Kline, P. J., concurred.

 All future references are to the Vehicle Code unless otherwise stated.

 The version of section 23123 that was operative at the time of defendant’s trial expired on July 1, 2011, and was replaced by a version that retains all of the provisions discussed herein. (§ 23123, subds. (a)-(d), (g); former § 23123, subds. (a)-(d), (h); Stats. 2007, ch. 214, § 2.) Accordingly, we refer to the present section 23123 in our discussion even though it became operative after defendant’s trial.

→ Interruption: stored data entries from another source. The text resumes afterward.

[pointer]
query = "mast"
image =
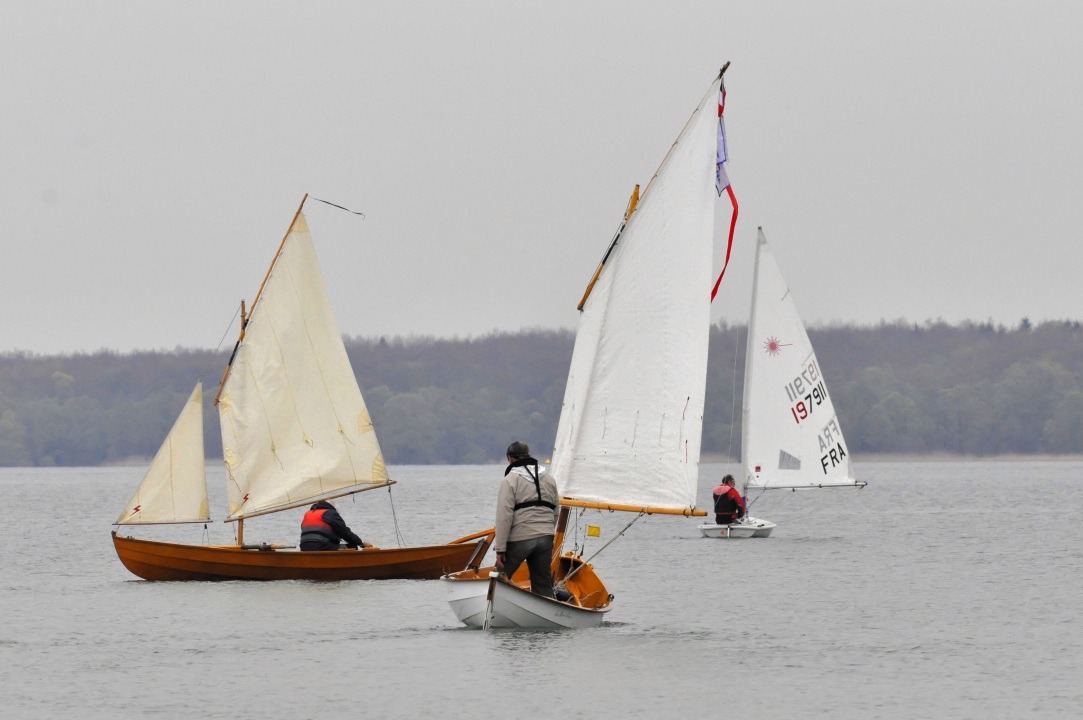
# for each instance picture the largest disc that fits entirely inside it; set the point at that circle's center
(630, 429)
(295, 424)
(745, 424)
(244, 317)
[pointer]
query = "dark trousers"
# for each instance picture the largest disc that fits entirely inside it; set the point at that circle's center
(537, 552)
(320, 545)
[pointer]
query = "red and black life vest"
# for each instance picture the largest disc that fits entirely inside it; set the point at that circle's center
(313, 527)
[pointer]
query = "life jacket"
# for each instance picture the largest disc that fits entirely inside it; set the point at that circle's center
(536, 476)
(728, 501)
(313, 527)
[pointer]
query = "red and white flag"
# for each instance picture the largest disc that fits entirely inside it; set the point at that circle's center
(722, 180)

 Section 23123 is part of a statutory scheme that regulates the use of mobile technologies in motor vehicles. This scheme includes section 23124, which states that notwithstanding section 23123, a person under the age of 18 years “shall not drive a motor vehicle while using a wireless telephone, even if equipped with a hands-free device, or while using a mobile service device.” (§ 23124, subds. (a), (b).)
Section 23125 provides that “[a] person may not drive a schoolbus or transit vehicle . . . while using a wireless telephone,” subject to certain exemptions. (§ 23125, subds. (a), (b).) *1090Also, after the enactment of section 23123, the Legislature enacted a statute prohibiting a person from driving a motor vehicle while using an electronic wireless communications device. (Stats. 2008, ch. 270, § 2.)
Section 23123.5 states, “A person shall not drive a motor vehicle while using an electronic wireless communications device to write, send, or read a text-based communication.” (§ 23123.5, subd. (a).)

 “Driver" is defined in relevant part as “a person who drives or is in actual physical control of a vehicle” (§ 305), as noted in Mercer, supra, 53 Cal.3d at page 762.

 After Mercer, the Legislature enacted section 40300.5, subdivision (e), which allows for the warrantless arrest for a misdemeanor driving while under the influence violation not committed in the arresting officer’s presence, in circumstances in which the person otherwise might destroy or conceal evidence. (Troppman v. Valverde (2007) 40 Cal.4th 1121, 1136, fn. 11 [57 Cal.Rptr.3d 306, 156 P.3d 328].)

 We construe the People’s reference to the Senate Bill Analysis as a request for judicial notice of it. Having notified the parties pursuant to Evidence Code section 459 of our intention to take judicial notice of the analysis pursuant to Evidence Code section 452, we do so. (See In re Danny H. (2002) 104 Cal.App.4th 92, 100, fn. 16 [128 Cal.Rptr.2d 222].)

 As we have mentioned, defendant characterizes the time a driver uses a wireless telephone as “fleeting,” including during the time he or she may be paused at a red traffic light. Since these times could well be of the same or similar duration, we describe defendant’s pause at the red traffic light as “fleeting” as well.

 This is not surprising because a person who becomes “under the influence” remains in that state for some period of time. Thus, in Wilson, the court found “ample evidence” of driving under the influence, although the defendant was found asleep in a parked car. (Wilson, supra, 176 Cal.App.3d at pp. Supp. 3—4, 7-8 [noting the evidence that defendant had been drinking earlier in the evening and, later, performed poorly in field sobriety tests].)